L’elemento indefettibile di una riflessione sulla possibilità di una ripresa economica non può che essere, in una città come Roma, il “bene culturale”.
Roma rappresenta, come chiarito dal bel libro di Francesco Rutelli “Tutte le strade partono da Roma” un unico in quanto “bene culturale” quasi nella sua integrità unendo al concetto di bene culturale anche quello del paesaggio.
Ha talmente tanto da soffrire della sindrome della “troppità” che si risolve in una indolente gestione dell’esistente con modalità burocraticamente pietrificate e insensibili ad ogni ragione di sostenibilità economica.
L’articolo 1 comma 3 del D.Lgs. n. 42/2004 “Codice dei beni culturali e del paesaggio” testualmente recita: “Lo Stato, le Regioni, le città metropolitane, le Province ed i Comuni assicurano e sostengono la conservazione del patrimonio culturale e ne favoriscono la pubblica fruizione e la valorizzazione”.
Già nella legge è presente il superamento della cosiddetta “pietrificazione” della tutela del bene culturale a fronte di una dinamica gestione sotto il profilo della fruizione e della valorizzazione.
Ma che cos’è un bene culturale?
Il termine bene rimanda al concetto di “res”, di cosa quale oggetto di diritto dominicale da parte di un soggetto pubblico o privato.
E’ questa la “reificazione” del bene culturale che ne svilisce l’elemento della fruizione e della valorizzazione.
E’ vero che in un monumento è intrinseca la connotazione di “res extensa” fatta di pietre, di architetture, di murature.
Ma tale res pietrificata è vivificata dalla sua qualità, dalla storia, dallo spirito.
In essa si incarna un’idea universale declinata secondo i sentimenti delle varie epoche e culture.
E valorizzazione del bene non è rappresentata dalla mercificazione del bene nella sua individualità di res extensa, bensì nella sua universalità di idea connaturata alla parte più alta e nobile dell’umanità indipendentemente dal credo religioso.
E le idee possono essere divulgate, sfruttate commercialmente senza intaccare la materialità del bene che l’idea incarna.
Per questo ho in antipatia il luogo comune che dice per Roma “il bene culturale è il nostro petrolio”. Non è vero. Il petrolio è una res inquinante che puzza ed è destinata a finire.
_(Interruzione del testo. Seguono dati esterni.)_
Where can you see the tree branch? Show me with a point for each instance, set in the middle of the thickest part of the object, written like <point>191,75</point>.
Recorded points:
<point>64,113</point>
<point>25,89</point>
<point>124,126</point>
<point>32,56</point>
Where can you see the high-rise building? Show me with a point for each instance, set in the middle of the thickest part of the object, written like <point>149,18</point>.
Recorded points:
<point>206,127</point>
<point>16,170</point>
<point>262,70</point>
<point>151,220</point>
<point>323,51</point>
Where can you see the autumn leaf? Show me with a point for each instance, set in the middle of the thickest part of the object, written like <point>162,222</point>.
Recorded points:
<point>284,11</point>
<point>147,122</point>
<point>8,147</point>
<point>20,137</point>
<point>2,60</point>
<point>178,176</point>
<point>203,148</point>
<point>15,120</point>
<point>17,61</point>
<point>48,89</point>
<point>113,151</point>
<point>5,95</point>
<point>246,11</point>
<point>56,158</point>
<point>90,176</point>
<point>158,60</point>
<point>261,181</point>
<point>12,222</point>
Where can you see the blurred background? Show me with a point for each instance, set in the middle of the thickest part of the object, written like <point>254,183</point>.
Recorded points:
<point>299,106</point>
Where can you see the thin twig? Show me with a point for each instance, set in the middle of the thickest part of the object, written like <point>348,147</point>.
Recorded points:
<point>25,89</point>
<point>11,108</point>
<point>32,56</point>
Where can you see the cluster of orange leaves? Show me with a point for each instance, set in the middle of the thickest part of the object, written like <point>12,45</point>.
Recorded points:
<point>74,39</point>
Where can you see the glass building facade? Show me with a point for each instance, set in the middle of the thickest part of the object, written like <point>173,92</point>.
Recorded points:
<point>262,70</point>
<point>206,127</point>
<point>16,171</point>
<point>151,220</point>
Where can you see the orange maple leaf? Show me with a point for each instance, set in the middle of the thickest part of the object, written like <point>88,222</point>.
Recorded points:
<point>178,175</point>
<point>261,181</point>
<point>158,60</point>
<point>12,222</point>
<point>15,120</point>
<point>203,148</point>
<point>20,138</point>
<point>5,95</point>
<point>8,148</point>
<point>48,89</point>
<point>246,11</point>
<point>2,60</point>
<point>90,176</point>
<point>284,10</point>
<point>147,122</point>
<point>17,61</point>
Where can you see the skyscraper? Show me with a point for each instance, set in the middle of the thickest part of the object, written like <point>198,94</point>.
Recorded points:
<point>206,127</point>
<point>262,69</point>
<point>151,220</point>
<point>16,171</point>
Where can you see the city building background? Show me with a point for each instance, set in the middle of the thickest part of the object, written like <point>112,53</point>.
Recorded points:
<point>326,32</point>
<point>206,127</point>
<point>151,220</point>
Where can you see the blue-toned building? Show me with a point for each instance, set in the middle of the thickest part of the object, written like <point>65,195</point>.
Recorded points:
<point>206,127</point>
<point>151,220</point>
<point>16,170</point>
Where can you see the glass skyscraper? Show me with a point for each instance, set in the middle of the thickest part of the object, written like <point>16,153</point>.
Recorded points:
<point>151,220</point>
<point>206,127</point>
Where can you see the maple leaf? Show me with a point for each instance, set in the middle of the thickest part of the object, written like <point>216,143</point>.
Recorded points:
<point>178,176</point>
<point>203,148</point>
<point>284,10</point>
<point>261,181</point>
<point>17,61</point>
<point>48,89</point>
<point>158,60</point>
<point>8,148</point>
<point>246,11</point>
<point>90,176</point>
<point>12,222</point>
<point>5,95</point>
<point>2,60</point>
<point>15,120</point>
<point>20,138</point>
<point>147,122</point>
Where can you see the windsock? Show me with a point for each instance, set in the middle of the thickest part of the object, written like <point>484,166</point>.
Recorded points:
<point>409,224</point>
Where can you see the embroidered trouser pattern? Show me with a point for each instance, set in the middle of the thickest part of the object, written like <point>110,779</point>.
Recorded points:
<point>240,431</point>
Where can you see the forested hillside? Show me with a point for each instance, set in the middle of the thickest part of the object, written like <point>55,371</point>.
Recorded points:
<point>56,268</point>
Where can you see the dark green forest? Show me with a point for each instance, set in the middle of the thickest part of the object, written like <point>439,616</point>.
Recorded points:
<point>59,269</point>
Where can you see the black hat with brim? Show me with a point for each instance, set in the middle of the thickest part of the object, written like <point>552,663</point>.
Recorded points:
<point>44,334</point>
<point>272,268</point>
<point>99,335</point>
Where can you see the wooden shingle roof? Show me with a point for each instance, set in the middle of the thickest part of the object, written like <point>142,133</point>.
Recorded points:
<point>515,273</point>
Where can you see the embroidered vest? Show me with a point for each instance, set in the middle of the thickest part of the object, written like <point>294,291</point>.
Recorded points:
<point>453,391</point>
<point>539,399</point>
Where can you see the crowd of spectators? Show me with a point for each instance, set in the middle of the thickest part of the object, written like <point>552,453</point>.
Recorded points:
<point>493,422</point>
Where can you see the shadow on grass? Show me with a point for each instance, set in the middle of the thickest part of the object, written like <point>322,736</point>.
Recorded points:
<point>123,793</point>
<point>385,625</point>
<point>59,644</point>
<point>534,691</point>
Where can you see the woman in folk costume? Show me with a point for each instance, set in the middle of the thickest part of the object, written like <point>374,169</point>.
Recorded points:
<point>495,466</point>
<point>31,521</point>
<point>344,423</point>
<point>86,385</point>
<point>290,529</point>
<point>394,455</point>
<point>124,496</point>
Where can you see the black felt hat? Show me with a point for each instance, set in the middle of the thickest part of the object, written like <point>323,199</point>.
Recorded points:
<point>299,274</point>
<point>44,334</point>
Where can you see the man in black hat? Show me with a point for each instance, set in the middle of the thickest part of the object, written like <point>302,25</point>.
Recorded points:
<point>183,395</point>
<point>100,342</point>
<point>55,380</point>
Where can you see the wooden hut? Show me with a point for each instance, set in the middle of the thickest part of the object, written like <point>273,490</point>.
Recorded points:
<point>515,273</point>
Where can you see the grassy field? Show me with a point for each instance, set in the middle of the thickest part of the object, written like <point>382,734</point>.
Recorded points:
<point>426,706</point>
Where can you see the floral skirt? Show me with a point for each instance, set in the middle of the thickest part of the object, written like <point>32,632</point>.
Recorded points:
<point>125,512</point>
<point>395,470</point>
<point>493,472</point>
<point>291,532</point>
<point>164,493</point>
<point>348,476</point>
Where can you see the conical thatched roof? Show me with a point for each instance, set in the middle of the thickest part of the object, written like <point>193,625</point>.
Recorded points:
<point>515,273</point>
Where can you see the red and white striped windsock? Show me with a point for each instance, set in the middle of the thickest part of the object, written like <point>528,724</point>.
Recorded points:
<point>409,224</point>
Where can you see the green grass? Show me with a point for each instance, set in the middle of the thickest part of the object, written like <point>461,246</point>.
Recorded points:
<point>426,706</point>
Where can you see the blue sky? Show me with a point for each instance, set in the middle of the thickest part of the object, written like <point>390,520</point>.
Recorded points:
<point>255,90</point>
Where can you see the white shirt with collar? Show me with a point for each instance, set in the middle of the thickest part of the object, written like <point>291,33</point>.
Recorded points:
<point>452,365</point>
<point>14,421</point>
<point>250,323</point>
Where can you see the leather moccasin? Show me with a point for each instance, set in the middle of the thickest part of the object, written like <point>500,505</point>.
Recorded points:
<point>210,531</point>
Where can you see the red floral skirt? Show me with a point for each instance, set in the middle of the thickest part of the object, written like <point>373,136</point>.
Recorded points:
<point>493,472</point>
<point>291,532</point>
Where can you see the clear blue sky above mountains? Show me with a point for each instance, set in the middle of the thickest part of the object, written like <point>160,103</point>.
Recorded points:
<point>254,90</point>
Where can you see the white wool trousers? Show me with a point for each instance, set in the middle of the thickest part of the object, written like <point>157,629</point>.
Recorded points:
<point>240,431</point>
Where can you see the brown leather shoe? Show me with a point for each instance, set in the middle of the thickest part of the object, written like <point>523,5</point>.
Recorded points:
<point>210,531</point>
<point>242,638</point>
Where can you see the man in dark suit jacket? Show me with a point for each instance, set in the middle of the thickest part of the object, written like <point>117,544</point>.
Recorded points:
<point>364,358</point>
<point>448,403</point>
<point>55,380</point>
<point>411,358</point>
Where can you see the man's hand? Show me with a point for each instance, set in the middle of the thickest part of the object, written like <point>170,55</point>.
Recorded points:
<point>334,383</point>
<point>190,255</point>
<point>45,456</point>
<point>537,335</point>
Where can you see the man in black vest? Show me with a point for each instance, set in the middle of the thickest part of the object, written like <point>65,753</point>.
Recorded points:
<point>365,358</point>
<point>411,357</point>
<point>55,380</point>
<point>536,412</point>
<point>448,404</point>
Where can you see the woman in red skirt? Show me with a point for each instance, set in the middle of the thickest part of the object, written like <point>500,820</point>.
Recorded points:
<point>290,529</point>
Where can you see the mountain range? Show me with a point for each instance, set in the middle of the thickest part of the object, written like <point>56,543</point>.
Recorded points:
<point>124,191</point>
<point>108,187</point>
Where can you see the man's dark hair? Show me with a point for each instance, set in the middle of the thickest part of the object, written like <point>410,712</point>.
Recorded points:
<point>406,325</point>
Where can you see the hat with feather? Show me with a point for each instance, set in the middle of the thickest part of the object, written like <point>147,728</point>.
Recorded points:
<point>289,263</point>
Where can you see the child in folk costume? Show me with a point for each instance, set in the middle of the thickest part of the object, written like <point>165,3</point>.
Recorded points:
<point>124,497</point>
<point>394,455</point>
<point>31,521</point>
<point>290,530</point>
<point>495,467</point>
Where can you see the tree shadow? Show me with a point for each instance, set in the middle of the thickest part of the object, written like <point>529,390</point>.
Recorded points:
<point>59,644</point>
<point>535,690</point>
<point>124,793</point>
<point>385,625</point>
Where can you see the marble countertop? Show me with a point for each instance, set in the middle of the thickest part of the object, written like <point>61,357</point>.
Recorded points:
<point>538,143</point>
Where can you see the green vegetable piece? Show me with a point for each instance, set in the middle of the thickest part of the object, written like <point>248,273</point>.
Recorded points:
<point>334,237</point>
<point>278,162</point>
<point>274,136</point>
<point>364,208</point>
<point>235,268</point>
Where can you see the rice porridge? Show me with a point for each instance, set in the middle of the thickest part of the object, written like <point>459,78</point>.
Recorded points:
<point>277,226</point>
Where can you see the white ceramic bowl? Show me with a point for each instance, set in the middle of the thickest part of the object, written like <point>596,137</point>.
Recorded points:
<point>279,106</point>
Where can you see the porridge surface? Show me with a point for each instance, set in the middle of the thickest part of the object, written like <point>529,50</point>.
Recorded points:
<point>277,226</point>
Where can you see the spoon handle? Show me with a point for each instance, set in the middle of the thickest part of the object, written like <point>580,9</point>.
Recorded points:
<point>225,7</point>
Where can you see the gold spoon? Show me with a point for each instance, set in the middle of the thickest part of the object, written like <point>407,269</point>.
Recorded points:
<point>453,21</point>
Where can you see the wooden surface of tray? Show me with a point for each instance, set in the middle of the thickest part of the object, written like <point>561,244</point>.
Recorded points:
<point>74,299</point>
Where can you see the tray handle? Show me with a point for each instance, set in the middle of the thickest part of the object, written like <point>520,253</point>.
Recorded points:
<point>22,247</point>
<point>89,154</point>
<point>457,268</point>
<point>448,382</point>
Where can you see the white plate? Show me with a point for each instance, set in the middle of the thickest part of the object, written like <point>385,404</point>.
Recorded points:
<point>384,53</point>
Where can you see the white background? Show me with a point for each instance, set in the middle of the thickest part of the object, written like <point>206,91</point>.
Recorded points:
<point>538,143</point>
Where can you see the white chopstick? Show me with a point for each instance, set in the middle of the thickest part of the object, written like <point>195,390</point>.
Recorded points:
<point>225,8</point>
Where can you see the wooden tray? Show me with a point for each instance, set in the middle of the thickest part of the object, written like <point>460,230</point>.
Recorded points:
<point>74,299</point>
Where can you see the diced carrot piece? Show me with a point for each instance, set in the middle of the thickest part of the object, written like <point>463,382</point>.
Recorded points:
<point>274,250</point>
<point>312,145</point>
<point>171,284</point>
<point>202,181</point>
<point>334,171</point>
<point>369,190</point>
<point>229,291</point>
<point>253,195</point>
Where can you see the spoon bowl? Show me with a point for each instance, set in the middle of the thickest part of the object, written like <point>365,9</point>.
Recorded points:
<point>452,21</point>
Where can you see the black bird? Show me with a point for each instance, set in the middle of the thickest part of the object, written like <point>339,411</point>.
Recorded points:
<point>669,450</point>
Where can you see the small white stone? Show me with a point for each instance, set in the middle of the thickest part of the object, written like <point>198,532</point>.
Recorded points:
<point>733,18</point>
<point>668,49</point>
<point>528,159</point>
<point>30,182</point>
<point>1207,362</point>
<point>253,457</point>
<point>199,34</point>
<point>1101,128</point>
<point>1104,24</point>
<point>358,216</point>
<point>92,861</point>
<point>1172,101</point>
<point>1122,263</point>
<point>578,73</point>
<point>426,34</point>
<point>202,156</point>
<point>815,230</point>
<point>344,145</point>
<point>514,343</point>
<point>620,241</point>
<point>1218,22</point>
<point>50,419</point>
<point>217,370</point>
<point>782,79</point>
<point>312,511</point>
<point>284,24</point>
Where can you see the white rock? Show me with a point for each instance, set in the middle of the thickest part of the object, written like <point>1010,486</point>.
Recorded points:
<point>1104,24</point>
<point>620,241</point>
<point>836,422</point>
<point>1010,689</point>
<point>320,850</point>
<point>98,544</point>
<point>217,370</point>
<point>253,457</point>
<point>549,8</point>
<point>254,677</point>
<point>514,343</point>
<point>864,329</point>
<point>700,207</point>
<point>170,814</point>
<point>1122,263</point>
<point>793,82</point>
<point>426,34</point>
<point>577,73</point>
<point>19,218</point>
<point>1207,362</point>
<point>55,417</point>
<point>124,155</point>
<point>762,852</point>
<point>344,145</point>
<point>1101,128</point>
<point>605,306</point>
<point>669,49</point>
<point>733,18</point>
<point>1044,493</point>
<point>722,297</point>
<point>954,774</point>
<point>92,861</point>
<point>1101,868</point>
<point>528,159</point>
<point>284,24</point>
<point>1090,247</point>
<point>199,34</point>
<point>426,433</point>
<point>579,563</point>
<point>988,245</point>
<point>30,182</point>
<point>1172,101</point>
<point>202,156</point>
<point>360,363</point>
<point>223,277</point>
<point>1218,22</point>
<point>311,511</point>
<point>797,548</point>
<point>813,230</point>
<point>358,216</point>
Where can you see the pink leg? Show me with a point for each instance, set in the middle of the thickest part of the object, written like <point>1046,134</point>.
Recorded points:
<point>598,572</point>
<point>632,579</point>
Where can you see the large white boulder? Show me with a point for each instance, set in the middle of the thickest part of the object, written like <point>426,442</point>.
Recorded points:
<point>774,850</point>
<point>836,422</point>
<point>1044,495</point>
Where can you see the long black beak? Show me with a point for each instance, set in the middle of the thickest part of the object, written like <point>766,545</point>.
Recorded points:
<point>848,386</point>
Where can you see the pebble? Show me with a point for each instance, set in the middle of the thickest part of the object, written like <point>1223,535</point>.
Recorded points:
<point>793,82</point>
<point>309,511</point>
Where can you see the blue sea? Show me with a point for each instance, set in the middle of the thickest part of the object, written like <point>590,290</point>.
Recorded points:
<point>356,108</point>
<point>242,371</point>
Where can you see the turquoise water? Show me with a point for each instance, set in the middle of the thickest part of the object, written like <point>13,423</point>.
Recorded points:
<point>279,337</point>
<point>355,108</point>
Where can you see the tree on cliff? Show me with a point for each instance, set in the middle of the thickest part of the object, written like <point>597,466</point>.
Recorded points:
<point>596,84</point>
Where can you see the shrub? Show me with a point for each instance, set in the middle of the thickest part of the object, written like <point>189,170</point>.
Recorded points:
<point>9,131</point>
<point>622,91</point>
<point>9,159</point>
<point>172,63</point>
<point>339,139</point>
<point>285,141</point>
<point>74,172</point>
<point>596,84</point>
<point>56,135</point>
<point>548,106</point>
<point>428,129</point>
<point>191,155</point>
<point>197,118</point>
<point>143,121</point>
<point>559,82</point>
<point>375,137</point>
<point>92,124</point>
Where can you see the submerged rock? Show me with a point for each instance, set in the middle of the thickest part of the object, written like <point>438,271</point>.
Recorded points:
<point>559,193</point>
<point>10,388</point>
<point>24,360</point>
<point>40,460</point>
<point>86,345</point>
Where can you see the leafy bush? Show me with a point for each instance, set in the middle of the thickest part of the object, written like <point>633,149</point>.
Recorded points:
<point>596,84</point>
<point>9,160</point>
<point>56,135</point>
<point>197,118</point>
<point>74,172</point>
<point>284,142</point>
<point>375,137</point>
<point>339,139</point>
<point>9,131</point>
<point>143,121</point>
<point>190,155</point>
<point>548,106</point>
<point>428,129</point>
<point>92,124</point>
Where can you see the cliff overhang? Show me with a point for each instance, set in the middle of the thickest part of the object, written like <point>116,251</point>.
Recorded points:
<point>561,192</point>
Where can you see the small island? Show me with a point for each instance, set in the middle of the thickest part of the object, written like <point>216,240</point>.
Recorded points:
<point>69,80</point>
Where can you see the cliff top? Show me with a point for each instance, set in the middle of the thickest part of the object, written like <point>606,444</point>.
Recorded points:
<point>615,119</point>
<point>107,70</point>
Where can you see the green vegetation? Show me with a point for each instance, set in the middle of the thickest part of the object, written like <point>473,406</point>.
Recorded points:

L’idea no.
Non solo non puzza ma, nella sua riproducibilità, è eterna ed autorinnovabile.
Per questo vorrei da parte del candidato sindaco del centro-destra una particolare attenzione alla valorizzazione dell’immenso patrimonio culturale di Roma Capitale.
Lo sfruttamento strutturato dell’idea rappresenta il motore di tutta un’attività turistico-ricettiva alberghiera, di commercio e di cultura multimediale che non ha rivali al mondo.
Certo, una città come Roma Capitale non può vivere senza un piano industriale dei rifiuti e senza una logistica da trasporto pubblico da paese civile europeo.
Ma deve trovare nella valorizzazione della sua cultura millenaria e delle idee che si sono incarnate, anche col sacrificio e col sangue in quelle strutture monumentali, un volano per riprendersi il ruolo ed il prestigio che una politica dominata dall’impreparazione e dall’esigua qualità culturale le ha, all’attualità, negato.